By applying multi-level techniques to community mental health services, our study finds the presence of hospital-specific performance variation, even once other covariates are accounted for. We interpret these differences as resulting from different unobservable factors across hospitals such as variation in management styles and the organisation and design of community services.

The results presented in this analysis will be useful to policymakers in understanding what affects patient satisfaction in community mental health settings and in understanding how to use limited resources to effectively plan and co-ordinate care to meet patients’ expectations. In particular, our analysis identified the need to focus on the patient journey, providing a coordinated approach to care and ensuring the provision of integrated services.

Our work will be useful to hospital regulators in the monitoring and inspection of hospitals as variations in satisfaction might identify potential differences in quality of care. Particular attention should be given by regulators to understanding hospital-specific variation in patient satisfaction when planning regulatory activities.

Given the international interest towards providing mental health care in the community, our analysis might be useful for other countries aiming to identify what factors should be accounted for when planning the provision of care away from institutional settings.
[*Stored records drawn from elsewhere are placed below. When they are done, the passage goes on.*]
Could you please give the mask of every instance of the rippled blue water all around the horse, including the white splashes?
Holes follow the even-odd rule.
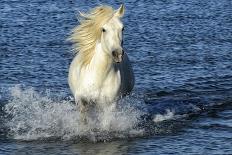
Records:
[[[82,128],[66,39],[78,11],[121,2],[0,2],[0,154],[232,154],[232,2],[124,3],[135,88]]]

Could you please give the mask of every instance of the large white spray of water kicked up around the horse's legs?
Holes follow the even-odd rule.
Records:
[[[92,141],[108,140],[143,134],[136,129],[144,112],[134,105],[141,100],[126,97],[118,107],[106,107],[98,115],[98,121],[83,126],[80,123],[77,106],[72,100],[58,100],[49,91],[38,93],[33,88],[11,89],[12,99],[4,107],[8,116],[6,126],[9,135],[19,140],[58,138],[70,140],[85,137]],[[132,106],[133,105],[133,106]]]

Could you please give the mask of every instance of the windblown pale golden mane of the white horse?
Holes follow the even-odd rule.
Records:
[[[79,54],[82,65],[90,63],[96,42],[101,38],[101,28],[113,14],[114,10],[110,6],[98,6],[89,13],[80,13],[80,25],[72,30],[69,40],[74,43],[74,53]]]

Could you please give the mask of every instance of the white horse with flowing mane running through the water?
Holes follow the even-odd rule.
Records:
[[[122,46],[124,10],[123,5],[117,10],[99,6],[80,13],[80,25],[72,31],[70,40],[77,54],[68,82],[84,115],[89,104],[112,104],[133,89],[133,70]]]

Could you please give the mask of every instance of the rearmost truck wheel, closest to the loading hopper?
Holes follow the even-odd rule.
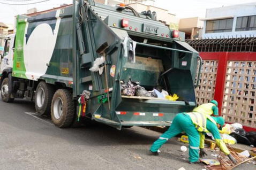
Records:
[[[67,89],[58,89],[51,101],[51,120],[60,128],[68,127],[74,118],[72,93]]]

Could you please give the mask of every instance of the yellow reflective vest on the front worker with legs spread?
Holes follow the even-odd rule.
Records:
[[[215,120],[207,114],[198,113],[198,112],[190,112],[190,113],[186,113],[186,114],[188,114],[190,116],[193,124],[195,125],[195,128],[197,128],[197,130],[199,132],[209,132],[206,128],[207,119],[209,119],[215,125],[217,125]]]

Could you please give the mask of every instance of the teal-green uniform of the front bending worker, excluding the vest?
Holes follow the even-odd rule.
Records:
[[[221,140],[219,129],[214,122],[209,119],[206,120],[206,130],[199,132],[196,128],[195,123],[192,121],[190,113],[178,113],[171,123],[169,129],[163,133],[158,140],[156,140],[150,148],[150,151],[156,152],[169,138],[174,137],[182,132],[185,132],[189,137],[189,160],[191,162],[198,161],[199,159],[199,146],[204,148],[205,132],[213,134],[216,144],[220,146],[220,149],[225,153],[229,154],[227,146]]]

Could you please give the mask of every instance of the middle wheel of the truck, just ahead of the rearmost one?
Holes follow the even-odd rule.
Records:
[[[35,92],[35,110],[40,115],[49,115],[51,110],[51,99],[54,95],[54,87],[41,81]]]

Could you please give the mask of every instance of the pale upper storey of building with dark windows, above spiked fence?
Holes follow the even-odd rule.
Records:
[[[206,10],[202,38],[256,36],[256,2]]]

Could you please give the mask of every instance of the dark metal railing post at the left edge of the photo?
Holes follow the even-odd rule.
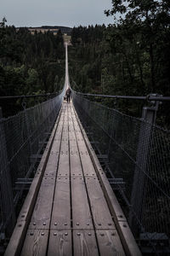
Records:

Our study is subject to a number of limitations. Our dataset provides limited evidence on the role of ethnicity as these variables are not available at a patient-level. Our dataset is also affected by having a different scale of patient satisfaction for the year 2013. Lastly, being based on a repeated sample, our dataset does not provide pseudonomised patient identifiers and we are restricted to analysing repeated cross-sections.

Future research should consider how some of the harder to measure factors such as the quality and style of hospitals’ management impacts overall satisfaction. The importance of access to services, contact length and closeness to the community in affecting satisfaction suggests that additional attention should be given to understand the role that the patient journey has on overall satisfaction with services. Lastly, future research should focus on exploring the impact of different aspects of integrated care on patients’ satisfaction.